Not issues up to at least 100 mph. One run up. Those sorts of speeds on public roads in Maryland show a death wish in my view, or at least a desire to lose your license and shell out lots of fine $$. Track days are the right place for those sorts of speeds.
 
The nice thing is that I can always just go get another bike. I don't feel obligated to resolve this issue, I have enjoyed the process. Learned a ton along the way and have heard from a lot of great guys on this forum. Additionally, I have indeed resolved some issues I wouldn't have otherwise touched.

The best thing so far from all of the toil has been the braking. Stainless brake lines front and rear and rebuilding all 3 calipers and replacing rotors has been revolutionary.

New tires. New bearings all around. Fixed sloppy swingarm. New front and rear springs. Carb rebuild. All of this is good and I have not personally ridden a 40 year-old bike that runs better. Perhaps this is why I have been a little obsessive about the front end: it's really the only thing left to resolve!

Last night, I snugged up the steering head just a little more but still have the 45mph decel wobble so tonight, I will increment slightly tighter, repeat the bounce test, etc., and test again. This is easy enough to do. It takes about 30 minutes to readjust and test ride.

In the state of configuration it was last in, before I started over again, I was able to ride up to 95 and faster with little issue, under the right conditions. No loose clothing buffeting in the wind, completely relaxed riding position and feather grip on the bars, etc. Shifting weight rearward helps and a passenger / extra weight negates all issues.

I don't think I've caused any additional problems. In fact, I am certain the bike is much safer now for casual riding. Besides readjusting the head bearings to eliminate 45mph decel wobble, there are a number of things left to try:
  • fork brace
  • ME888 (on the assumption of them being flatter) or other tires without any centerline tread groove
  • and finally, a few combinations of lowering
At that point, it might be time to look for an addition to the stable or for me to put on 50lbs of weight..... 😁
 
Was out tonight and did 100mph but it weaved and I quickly slowed down. I can feel the frame wobble when I go over bumps. I think it's a combination of things. Frame, suspension, bearings, maybe tyres, maybe shaft drive also. I've done just about everything except change my Avons for Dunlops.

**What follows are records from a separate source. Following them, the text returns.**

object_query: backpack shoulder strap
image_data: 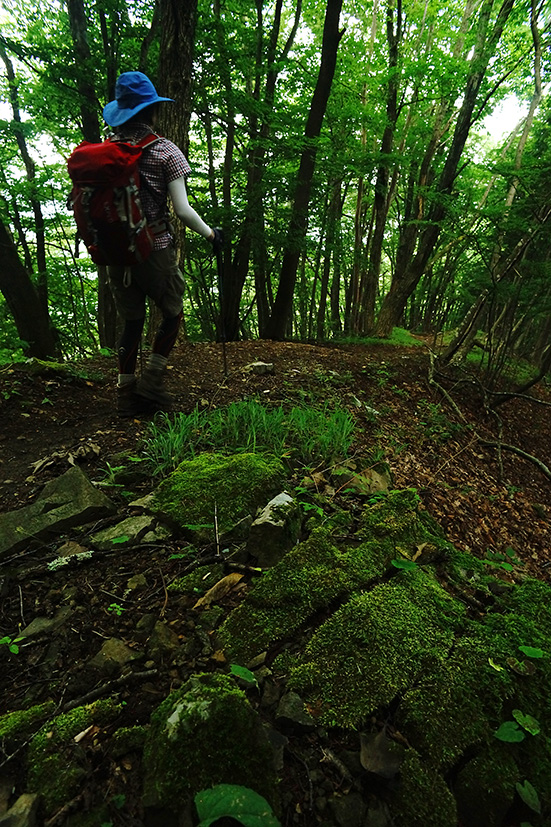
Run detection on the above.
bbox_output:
[105,131,161,150]
[137,132,162,150]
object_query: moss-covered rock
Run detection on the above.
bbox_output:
[358,488,437,541]
[151,452,285,539]
[142,672,278,814]
[397,635,513,770]
[169,563,225,595]
[109,725,147,758]
[218,484,551,824]
[391,751,457,827]
[218,526,390,662]
[0,701,56,748]
[26,699,122,814]
[287,571,459,727]
[454,744,519,827]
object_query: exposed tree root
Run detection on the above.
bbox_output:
[428,352,551,483]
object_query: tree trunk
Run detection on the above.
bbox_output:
[66,0,118,349]
[157,0,198,156]
[358,0,401,335]
[441,0,543,364]
[375,0,515,336]
[218,0,303,341]
[316,179,341,340]
[0,43,49,313]
[264,0,344,340]
[0,220,58,358]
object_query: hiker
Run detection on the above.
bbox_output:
[102,71,222,417]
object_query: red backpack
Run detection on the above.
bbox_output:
[67,133,160,266]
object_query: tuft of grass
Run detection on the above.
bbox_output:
[141,399,355,476]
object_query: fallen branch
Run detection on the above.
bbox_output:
[429,352,551,484]
[490,344,551,409]
[44,792,86,827]
[478,441,551,482]
[488,391,551,409]
[60,668,159,713]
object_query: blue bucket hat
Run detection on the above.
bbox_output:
[103,71,174,127]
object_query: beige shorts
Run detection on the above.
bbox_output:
[107,245,185,321]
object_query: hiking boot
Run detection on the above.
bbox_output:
[117,380,141,418]
[136,367,173,408]
[117,382,158,418]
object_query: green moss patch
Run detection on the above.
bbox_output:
[27,699,122,814]
[218,526,391,662]
[391,751,458,827]
[287,572,458,728]
[152,452,285,538]
[358,488,436,541]
[142,673,278,813]
[169,563,225,595]
[109,725,147,758]
[397,635,513,769]
[0,701,56,748]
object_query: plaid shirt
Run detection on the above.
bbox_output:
[113,123,191,250]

That will be my next move when the time is right. By the way...there are no weights in the ends of the bars so maybe that would be worth experimenting with.
 
Following this thread, I bought mine a few weeks ago, already done headset bearing and yes it did help. But feels like the bike goes into a flex about 90mph, noticeable more on a slight curve. Could it be tires?
I am a lump, so maybe that doesnt help with the frame flex issues. Going to look at engine mounts and maybe swap for Derlin ones
 
I think it's a combination of things.

For some of us, it has to be.

For others, one thing will solve the problem and they declare that the source of all speed wobbles/instability is the thing that resolved it for that person. This can make things very confusing to a person who is just casually working on the problem.

If there were an organized ride where 20 guys show up and swap rides for a mile, I think it would be much easier to find results. If all 19 bikes handle fine except mine, for example, then I suspect a bent frame or some other completely anomalous cause.

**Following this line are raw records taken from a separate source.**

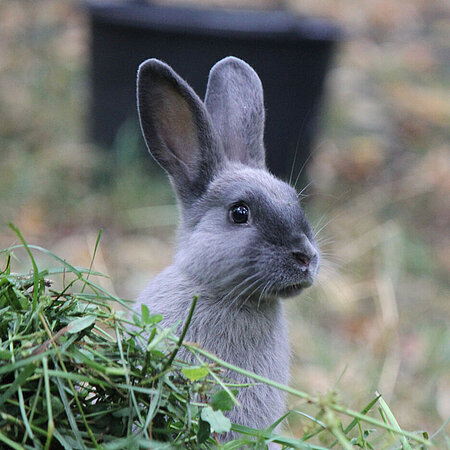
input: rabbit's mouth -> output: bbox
[277,285,303,298]
[275,282,308,298]
[274,274,316,297]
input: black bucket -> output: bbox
[86,2,341,180]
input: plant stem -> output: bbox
[163,295,198,371]
[184,343,431,447]
[39,314,100,449]
[378,392,412,450]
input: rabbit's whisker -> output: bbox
[222,274,263,308]
[220,273,261,305]
[288,133,302,186]
[313,213,328,233]
[256,280,272,311]
[313,211,344,239]
[238,279,267,312]
[230,277,265,309]
[315,236,336,246]
[297,181,312,199]
[314,216,336,239]
[291,108,318,189]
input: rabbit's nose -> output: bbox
[291,236,317,271]
[292,251,312,270]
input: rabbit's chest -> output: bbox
[188,302,290,385]
[186,303,290,430]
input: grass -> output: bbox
[0,226,441,449]
[1,227,230,449]
[0,0,448,448]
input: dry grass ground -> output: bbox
[0,0,448,444]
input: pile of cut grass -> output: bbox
[0,227,435,449]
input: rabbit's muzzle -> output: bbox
[274,239,319,298]
[292,237,318,271]
[291,233,319,274]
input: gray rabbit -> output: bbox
[135,57,320,443]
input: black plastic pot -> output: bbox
[86,1,341,180]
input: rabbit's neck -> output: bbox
[188,293,290,385]
[137,265,290,382]
[186,277,290,382]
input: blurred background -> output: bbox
[0,0,448,443]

I've done enough ride testing now and one-at-a-time changes that if I were to ride any other vmax bikes for even a mile at a speed of only 60mph, I would be able to distinguish any differences right away... immediately. I've ridden other bikes recently (and at least 40 different bikes over the years), such as a friend's BMW and also even a Buell. The BMW front end felt slightly noodly given quick oscillating steering inputs but it immediately settled down; the inputs didn't translate through the frame from front to rear. That is an noticeably obvious difference right away. His bike is stable to 140.

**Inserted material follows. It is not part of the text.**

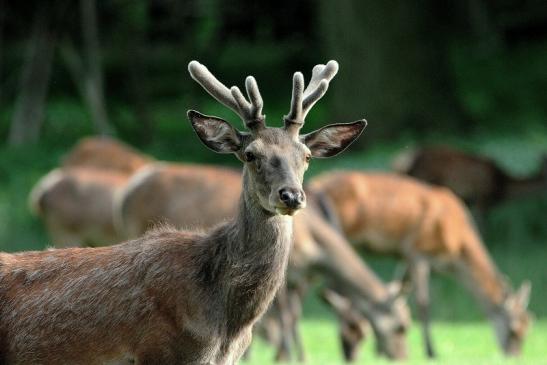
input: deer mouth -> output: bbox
[275,206,301,216]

My feeling on my own ride is that the wobble begins entirely at the front end and then translates backward. Trying to swap shocks and swingarm bearings and rear wheels and tires should help it settle down or maybe help with severity but after all the repairs and experiments that I've done, I'm just right back at the beginning - the front end.

If any of you have ridden basic bicycles on the road, let's say a road bicycle, you may know the feeling of having quick steering combined with large diameter rims with narrow tires and a shallow rake/trail angle: steering inputs, especially at low speed, make the bike feel like it wants to fall over into turns. However, if you then ride the same bike or similar but instead with fat tires (i.e., fat tire bikes), the feel may be quite noticeably different just with a tire change alone.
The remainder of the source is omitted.